Il vous a déjà dit qu’il voulait jouer pour l’Algérie ?
Bien sûr ! Micka n’est pas un opportuniste. Il a toujours rêvé de jouer pour l’Algérie et il l’a dit bien avant la qualification pour le Mondial. C’est quelqu’un sur qui on peut compter. Maintenant, il n’y a qu’un seul décideur et c’est le coach. Va-t-il le prendre ou pas, c’est à lui de voir. Le problème, c’est qu’il ne reste pas beaucoup de temps avant la Coupe du Monde. Il faut voir ce que va penser la coach.
Mais tout le monde a vu qu’on avait besoin d’autres gardiens remplaçants. Gaouaoui s’est fait opérer et Chaouchi était incertain.

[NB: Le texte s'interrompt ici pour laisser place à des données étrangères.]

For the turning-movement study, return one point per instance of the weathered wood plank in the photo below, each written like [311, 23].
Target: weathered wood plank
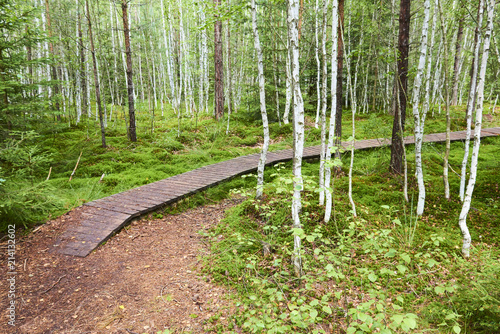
[102, 218]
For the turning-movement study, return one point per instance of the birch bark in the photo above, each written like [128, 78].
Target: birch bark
[323, 94]
[130, 85]
[462, 222]
[472, 98]
[262, 97]
[96, 78]
[298, 125]
[333, 111]
[420, 120]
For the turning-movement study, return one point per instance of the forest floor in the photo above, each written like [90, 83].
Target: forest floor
[146, 279]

Le même scénario pourrait se reproduire avant la Coupe du Monde, non ?
C’est sûr que personne n’est à l’abri d’une blessure. On l’a bien vu en Angola. C’est pour cela qu’on aura besoin de tous les bons joueurs.
Il s’agit de représenter les couleurs de tout un pays, non pas sa petite personne. Il faut que le sélectionneur puisse disposer de plusieurs solutions de rechange de qualité quasiment identiques pour arriver avec un effectif digne du football algérien. On doit mettre tous les atouts de notre côté. Si le coach appelle Fabre, il lui appartiendra de faire ses preuves rapidement.

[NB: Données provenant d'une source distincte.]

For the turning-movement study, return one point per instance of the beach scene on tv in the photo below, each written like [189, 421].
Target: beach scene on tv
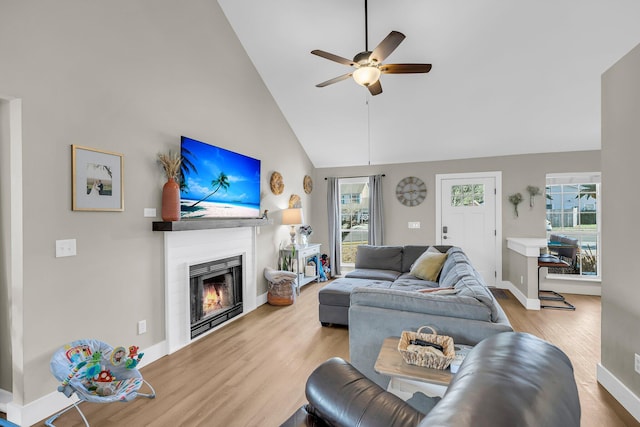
[217, 183]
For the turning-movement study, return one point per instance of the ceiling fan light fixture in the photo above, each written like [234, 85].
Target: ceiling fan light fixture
[366, 75]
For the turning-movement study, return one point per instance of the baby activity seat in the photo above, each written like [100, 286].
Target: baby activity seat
[97, 372]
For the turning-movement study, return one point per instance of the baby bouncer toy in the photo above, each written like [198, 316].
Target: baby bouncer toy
[97, 372]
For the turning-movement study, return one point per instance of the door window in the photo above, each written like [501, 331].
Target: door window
[467, 195]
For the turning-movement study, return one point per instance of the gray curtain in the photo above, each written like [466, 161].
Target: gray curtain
[376, 211]
[333, 213]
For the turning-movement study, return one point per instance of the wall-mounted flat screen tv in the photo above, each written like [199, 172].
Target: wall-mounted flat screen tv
[217, 183]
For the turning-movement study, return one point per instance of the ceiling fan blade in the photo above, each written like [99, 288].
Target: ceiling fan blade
[375, 89]
[405, 68]
[332, 57]
[334, 80]
[386, 46]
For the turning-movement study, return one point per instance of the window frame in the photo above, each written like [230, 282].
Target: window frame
[583, 232]
[362, 214]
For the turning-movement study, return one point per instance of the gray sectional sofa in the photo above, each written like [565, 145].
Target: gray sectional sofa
[381, 299]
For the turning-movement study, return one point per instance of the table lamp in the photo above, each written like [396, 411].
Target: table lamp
[292, 217]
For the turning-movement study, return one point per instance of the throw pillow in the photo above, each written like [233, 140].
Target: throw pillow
[428, 265]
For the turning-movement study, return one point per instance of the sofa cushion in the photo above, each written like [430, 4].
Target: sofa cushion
[456, 271]
[410, 253]
[373, 274]
[338, 292]
[408, 282]
[471, 286]
[428, 265]
[462, 307]
[379, 257]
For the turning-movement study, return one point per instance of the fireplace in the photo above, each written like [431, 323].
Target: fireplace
[215, 290]
[183, 249]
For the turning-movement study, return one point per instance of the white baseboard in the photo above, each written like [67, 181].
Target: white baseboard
[528, 303]
[261, 299]
[53, 402]
[619, 391]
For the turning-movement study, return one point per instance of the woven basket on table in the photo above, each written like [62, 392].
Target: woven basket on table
[427, 360]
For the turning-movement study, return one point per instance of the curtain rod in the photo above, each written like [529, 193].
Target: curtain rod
[345, 177]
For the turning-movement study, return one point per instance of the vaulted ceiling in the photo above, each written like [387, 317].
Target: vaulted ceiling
[508, 77]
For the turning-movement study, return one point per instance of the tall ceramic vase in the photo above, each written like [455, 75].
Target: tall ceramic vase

Le banc des remplaçants s’était vidé pendant la CAN à cause des joueurs qu’on avait pris, alors qu’ils étaient blessés.
Cela ne doit pas se répéter en Coupe du monde…

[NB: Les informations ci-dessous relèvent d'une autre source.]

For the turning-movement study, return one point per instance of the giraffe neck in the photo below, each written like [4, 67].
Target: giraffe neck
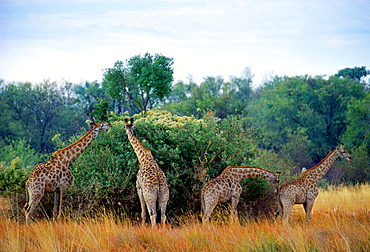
[316, 173]
[242, 172]
[141, 151]
[73, 151]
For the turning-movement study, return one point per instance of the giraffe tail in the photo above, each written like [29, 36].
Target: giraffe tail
[279, 211]
[27, 197]
[203, 205]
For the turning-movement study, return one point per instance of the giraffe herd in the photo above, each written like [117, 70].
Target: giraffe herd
[151, 184]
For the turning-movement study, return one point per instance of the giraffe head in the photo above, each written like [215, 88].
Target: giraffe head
[100, 126]
[129, 125]
[274, 180]
[343, 153]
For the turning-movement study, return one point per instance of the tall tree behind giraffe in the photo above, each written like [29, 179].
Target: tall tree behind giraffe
[55, 175]
[227, 187]
[304, 190]
[151, 181]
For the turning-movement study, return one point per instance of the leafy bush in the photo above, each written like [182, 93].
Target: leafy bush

C’est vrai que vers la fin, on s’était retrouvés à 18. Il n’y avait pas de dix-neuvième joueur. C’est vrai qu’on doit penser à ces choses-là. On n’avait pas assez de remplaçants. Il nous faudra donc des remplaçants, même pour remplacer les remplaçants en cas de blessures. On a besoin de tout le monde et à tout moment.
Et Feghouli, vous en pensez quoi ?
Sincèrement, je ne l’ai pas vu jouer. Je ne peux pas porter de jugement sur lui. On dit beaucoup de bien de lui, mais il faut le voir jouer encore avant de se prononcer. Il y a aussi Boudebbouz que j’ai vu un peu, mais pas beaucoup. J’ai vu qu’il y avait du génie dans ce qu’il fait, mais je ne l’ai pas assez vu jouer pour dire précisément ce qu’il vaut. Mais les quelques fois où je l’ai vu, il m’a laissé une bonne impression.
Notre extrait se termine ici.